How to improve your cybersecurity

So, is there anything you can do to improve your online safety? Of course! You don’t have to be a cybersecurity expert to recognize a phishing attempt. Here’s where you should start:

Learn how to spot a phishing attempt

Phishing attempts were easy to recognize just a few years ago. Cybercriminals made too many spelling and grammar mistakes that it was impossible for them to be taken seriously. But tools like ChatGPT changed all that because hackers can use AI to write an error-free and convincing email or message. How can you recognize a phishing attempt nowadays? Well, you need to dig a bit deeper.

Look at the address first because if a hacker is trying to pass for a famous business or service, chances are they won’t have the official email address. Then, examine the contents of the message. Is there any sense of urgency? If yes, that’s yet another red flag. Are there any attachments you didn’t request from someone? Don’t open any of them because they probably contain malware.

Use a VPN

Virtual Private Network or VPN is an excellent privacy tool that hides your IP address and encrypts the traffic from and to your device. Users from Great Britain could connect to a US VPN server, and if anyone is snooping for their location, they will see a different IP address. Plus, they can freely use open Wi-Fi networks while traveling, and cybercriminals won’t be able to intercept their data.

Besides the security benefits, a US VPN server can open a whole new world of content for residents of Great Britain. For instance, they will have access to geo-restricted websites, which can be beneficial for various types of research. By connecting to a US VPN server, users will also have access to more TV shows and movies on their favorite streaming platforms.

Update your software

Having antivirus software on your devices is highly recommended for improved cybersecurity. However, it won’t help you much unless you perform regular updates. While you can do this manually, it is better to select the automatic updates option, especially if you tend to forget or delay downloading new software versions when you get a notification.

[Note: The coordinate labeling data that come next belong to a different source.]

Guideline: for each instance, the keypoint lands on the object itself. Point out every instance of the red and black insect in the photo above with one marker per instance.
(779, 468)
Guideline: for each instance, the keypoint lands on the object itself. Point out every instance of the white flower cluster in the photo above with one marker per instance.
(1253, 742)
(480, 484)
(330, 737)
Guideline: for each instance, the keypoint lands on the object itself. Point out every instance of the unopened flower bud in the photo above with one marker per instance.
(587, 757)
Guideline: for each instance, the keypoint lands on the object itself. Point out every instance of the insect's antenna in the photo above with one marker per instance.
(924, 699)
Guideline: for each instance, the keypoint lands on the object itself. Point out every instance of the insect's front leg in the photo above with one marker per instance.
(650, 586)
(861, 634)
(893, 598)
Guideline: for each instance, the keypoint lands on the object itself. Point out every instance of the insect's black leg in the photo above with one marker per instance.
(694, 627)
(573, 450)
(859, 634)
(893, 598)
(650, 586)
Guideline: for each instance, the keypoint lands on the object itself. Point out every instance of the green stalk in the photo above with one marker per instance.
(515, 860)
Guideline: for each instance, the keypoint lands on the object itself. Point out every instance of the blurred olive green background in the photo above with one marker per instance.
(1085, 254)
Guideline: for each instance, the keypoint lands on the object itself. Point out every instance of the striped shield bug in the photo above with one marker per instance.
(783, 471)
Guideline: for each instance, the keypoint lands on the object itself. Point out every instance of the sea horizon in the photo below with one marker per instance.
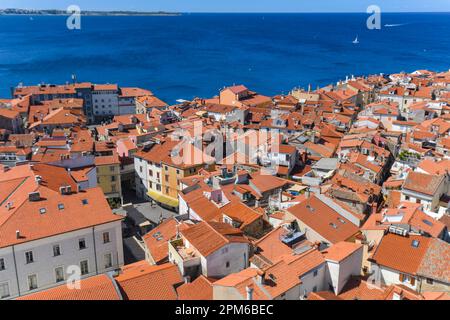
(197, 54)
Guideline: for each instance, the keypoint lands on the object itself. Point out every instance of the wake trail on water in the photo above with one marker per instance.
(395, 25)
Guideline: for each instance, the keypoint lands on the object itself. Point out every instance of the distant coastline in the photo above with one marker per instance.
(54, 12)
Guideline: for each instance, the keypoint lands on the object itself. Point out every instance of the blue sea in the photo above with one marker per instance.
(197, 54)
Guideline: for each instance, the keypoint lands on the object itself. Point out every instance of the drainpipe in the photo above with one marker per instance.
(15, 269)
(95, 250)
(249, 293)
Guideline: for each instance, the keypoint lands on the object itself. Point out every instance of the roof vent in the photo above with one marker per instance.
(38, 179)
(9, 205)
(65, 190)
(34, 196)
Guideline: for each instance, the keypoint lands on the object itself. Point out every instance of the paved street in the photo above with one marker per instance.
(138, 211)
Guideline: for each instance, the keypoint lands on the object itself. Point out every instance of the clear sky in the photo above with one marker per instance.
(237, 5)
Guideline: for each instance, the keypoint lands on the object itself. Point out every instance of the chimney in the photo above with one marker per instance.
(374, 207)
(249, 293)
(34, 196)
(307, 193)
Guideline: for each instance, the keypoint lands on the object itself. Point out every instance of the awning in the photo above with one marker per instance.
(159, 197)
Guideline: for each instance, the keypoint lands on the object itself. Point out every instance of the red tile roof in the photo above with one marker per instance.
(142, 281)
(99, 287)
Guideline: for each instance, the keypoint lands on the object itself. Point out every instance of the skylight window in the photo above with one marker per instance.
(157, 234)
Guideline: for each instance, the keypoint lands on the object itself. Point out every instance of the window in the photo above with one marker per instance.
(108, 260)
(56, 250)
(32, 282)
(82, 244)
(29, 257)
(84, 267)
(106, 237)
(4, 290)
(59, 274)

You should also know that outdated software, in general, can be a serious cybersecurity risk, especially if the software is not maintained or updated anymore. Hackers are familiar with the security vulnerabilities of old software and don’t hesitate to use their knowledge to spread malware or engage in identity theft.

Create better passwords

Your password could be the best defense against hacking, so don’t reuse old login information or make it easy to guess. Cybersecurity experts usually advise combining numbers, uppercase and lowercase letters, and symbols when creating a password.

That could sound intimidating and impossible to remember, so think about downloading a password manager to have all your logins in one place. These apps are compatible with multiple devices, so you’ll always have your passwords with you. Of course, you should be the only person with access to the password manager!